Following the iPhone, when Apple showed the industry what "was next", rather than trying to do to the iPhone, and later the iPad, what Apple did to Palm and BlackBerry, Table PC and netbooks, Samsung conscientiously, deliberately, made their own smartphones and tablets look and work as close to indistinguishably from Apple products as possible. They started with the Instinct and kept right on going with the Galaxy series.

And they didn't stop with iPhones or iPads, either, but shamelessly copied everything from icons to interfaces, plugs to ports, dongles to desktops. They cloned devices, like they had Photoshops's stamp brush made manifest on the factory floor.

This year Samsung introduced the Galaxy S III and began to visually differentiate themselves from Apple. The shape was less a slab and more a river-stone, the charging was inductive, the sharing a physical tap away, and the screen would even ripple like water when you touched it... Just exactly what Palm did with webOS and the Pre back in 2009.

As a gadget lover, even if you love Samsung, even if you don't want to admit it, it's a huge disappointment. A splinter in the mind that mars what are otherwise phenomenal devices. A shadow in the periphery that stops you from enjoying the full light of their accomplishments.

Even if you can rationalize "a black slab is a black slab" it's impossible to rationalize "a yellow flower on blue background icon for photos is a yellow flower icon on blue background for photos", or "the shape of AC adapters, dock cables, and desktop computers are..." well, you get the idea. Even if you can dismiss individual instances as coincidences, when taken as a whole, it's impossible to dismiss the depths of Samsung's unoriginality as anything other than blatant, bold-faced copying.
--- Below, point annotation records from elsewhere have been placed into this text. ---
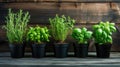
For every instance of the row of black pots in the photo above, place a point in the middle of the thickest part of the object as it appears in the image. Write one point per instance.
(61, 50)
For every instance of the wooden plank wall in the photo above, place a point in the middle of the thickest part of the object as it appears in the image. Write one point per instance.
(86, 13)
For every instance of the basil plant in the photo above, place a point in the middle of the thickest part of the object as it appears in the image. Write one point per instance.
(102, 32)
(81, 35)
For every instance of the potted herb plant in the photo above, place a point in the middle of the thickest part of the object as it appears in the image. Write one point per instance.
(38, 36)
(82, 37)
(60, 27)
(15, 27)
(102, 34)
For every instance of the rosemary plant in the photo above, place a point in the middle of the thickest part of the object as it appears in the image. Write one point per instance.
(16, 24)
And lets face it, it works. Hitching their design train to Apple's engine has helped make Samsung the most successful Android manufacturer on the face of the earth, and the only truly profitable one. That is no doubt tremendous incentive, and explains why Samsung did it, and while they'll likely continue to do it.

Copying is inevitable. Great artists steal.
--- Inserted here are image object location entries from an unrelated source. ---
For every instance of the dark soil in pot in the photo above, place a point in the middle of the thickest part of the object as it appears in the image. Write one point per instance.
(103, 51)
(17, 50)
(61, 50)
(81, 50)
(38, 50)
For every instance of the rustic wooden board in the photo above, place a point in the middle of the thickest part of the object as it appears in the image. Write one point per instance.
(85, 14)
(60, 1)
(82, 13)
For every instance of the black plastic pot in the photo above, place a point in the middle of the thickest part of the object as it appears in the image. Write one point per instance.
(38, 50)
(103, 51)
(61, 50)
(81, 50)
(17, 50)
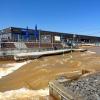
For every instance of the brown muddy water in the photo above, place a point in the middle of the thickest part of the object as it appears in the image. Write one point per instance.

But as someone who marveled at the Handspring Treo, the BlackBerry, the iPhone, the Palm Pre, and the Nexus One, seeing the perpetual lack of innovation exhibited by Samsung is disheartening. Call Apple's litigations "anti-innovation" all you want, but how can you not recognize copying threatens innovation just as much as over-litigation, if not more? How can you not see how its end result is a depressing future filled with me-too products that do everything but delight and inspire?
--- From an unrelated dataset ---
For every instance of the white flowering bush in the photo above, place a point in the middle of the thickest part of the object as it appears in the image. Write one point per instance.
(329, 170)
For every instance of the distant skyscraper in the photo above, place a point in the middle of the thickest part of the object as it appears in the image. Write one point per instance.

I'm not ready to be done yet. I'm not ready to concede that the iPhone at Macworld or the Pre at CES are the last time I'll truly be amazed by leaps forward in mobile. I'm not ready to accept a years-long drought filled with cheap knock-offs and increasingly conventional, commodity devices.

I bought and owned a Nexus One. I bought and own a Nexus 7. I'd buy and own another HTC or Motorola Nexus in a heartbeat. I've never had the slightest urge to buy or own a Samsung mobile device -- because I already have a Treo and an iPhone, an iPad and a Palm Pre.

I would love to add a Samsung device to that list, an original, novel, inspiring take on mobile from one of the giants of the industry. The Galaxy Note and the upcoming Galaxy Note 10.1 are a start, but there has to be something beyond "with a stylus". There has to be a Samsung device that could be, for once, at the head of the design curve. A Samsung device that other manufacturers look to for inspiration and take their turn in copying outright.

Regardless of how the Apple vs Samsung trial turns out, that's the challenge Samsung faces. To move from replication to innovation. To take their place as not only a market leader but an industry leader. To stop copying the present and claim a role in shaping the future.

Apple II. Mac. iTunes. iPod. iPhone. iPad. Apple's has done it over and over again. Trinitron. Walkman. Sony has done it too, as have others.

Samsung has a chance next year. No doubt there'll be a Galaxy S4/Galaxy S IV, and no doubt Samsung is already planning it. They have a chance to zag instead of zig, to do something as original as Apple did in 2007 and Palm did in 2009. I sincerely hope they take it.

I hope they put a Samsung shaped dent in the universe.